I run my hands down my hips and close my legs, folding into a fetal position as the pain expands and sweeps over me. Wave after wave. The throbbing emanates between my legs. Nothing stops the discomfort.

There’s a flush from the bathroom.

Jerrison steps out. Even though my back is to him, I can feel his eyes boring into me. Can feel the hesitant way he approaches the bed. “Harriet?”

“Leave me alone,” I croak. The tears are back. Am I crying because it hurt to be intimate with him or because I’m ashamed that I did?

“Sweetheart?” A touch on my shoulder. A gentle hand. Much gentler than when he was inside me.

“Go away,” I snarl.

“You sure?”

“Yes.” It’s a pitiful murmur.

Can’t he hear me screaming?

Don’t leave.

He does.

My husband…

He actually walks away.

I hear the soft thud of his footsteps. I hear the door creak open and then the click of the lock as it falls back into place.

Silence.

Emptiness.

Shadows crawl on the floor because there’s no one to protect me. Monsters slither out of closets. Climb through the windows. Doubt. Insecurity. Regret. They shriek at me. Stupid woman. Stupid, stupid woman.

The echo of his retreat plays over and over in my head.

No fight. No interest.

You sure?

Yes.

Just like that, he disappeared.

I’m alone.

Forgotten.

Abandoned.

Anger threads into my sorrow, weaving in and out like grass in a basket weaver’s hands.

At the start of the night, he slipped into the old skin and became the man I married. At the start of the night, he was quick to kiss me. Quick to shove a bouquet at me and hold me close. Quick to rub my shoulders and massage in deep, rough circles.

He whispered that he wanted me. That he needed me.

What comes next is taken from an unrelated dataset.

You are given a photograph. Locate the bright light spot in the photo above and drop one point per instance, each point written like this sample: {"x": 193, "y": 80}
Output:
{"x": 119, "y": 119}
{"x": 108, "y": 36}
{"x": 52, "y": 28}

That he was ready to make up and wouldn’t it feel good to have a truce?

He used me.

I got played.

My thoughts jumble and cascade into an unending stream of consciousness. I couldn’t say no to him. Not when he was finally giving me crumbs. Not when he felt so close to the Jerrison I loved.

My Jerrison.

He would drive for hours just to see me. Fight the naysayers who claimed he was too young for me. He knew I was hurting inside even if I never spoke aloud.

But we’re not living in the past.

This is us now.

Tonight, Jerrison drove home prepared to pull on his disguise. There was no hint of a man who had come to lose. A hunter on the prowl. He came with weapons. Flowers. Jewelry. Sweet words in my ear. Affection. Water on a dying flower.

I was his prey.

And he put a target on my back.

He saw beyond my earliest resistance to the heart that still wanted to please him. To the woman who still wanted to be told she was beautiful. Seductive. Who wanted her clothes to drip from her body like wine and her lips to remember what it was like to be parted.

He knew.

Understanding flowed from his easy touches. His liquid caresses.

He saw the parts of me that got hot with one look from him. The parts that panted and clawed and reached for nerves that were far too sensitive to the touch.

My husband took me to bed.

He took what he set out to claim. Conquered the land of wild and half-naked natives. A nation of one. Me.

But now that he’s gotten what he wanted, he can’t see my pain. My agony. My burdens.

He took.

And then he threw away.

In my head, I see a busted up orange. Peeled raw. Squeezed to within an inch of its life. Discarded in a trashcan somewhere in a back alley. If anyone would care to brush off the label that, somehow, managed to stick, they’d see one word.

Wife.

Trembling fingers close around my pillow, the one that smells like him. I weep until I pass out from pain, sorrow and exhaustion.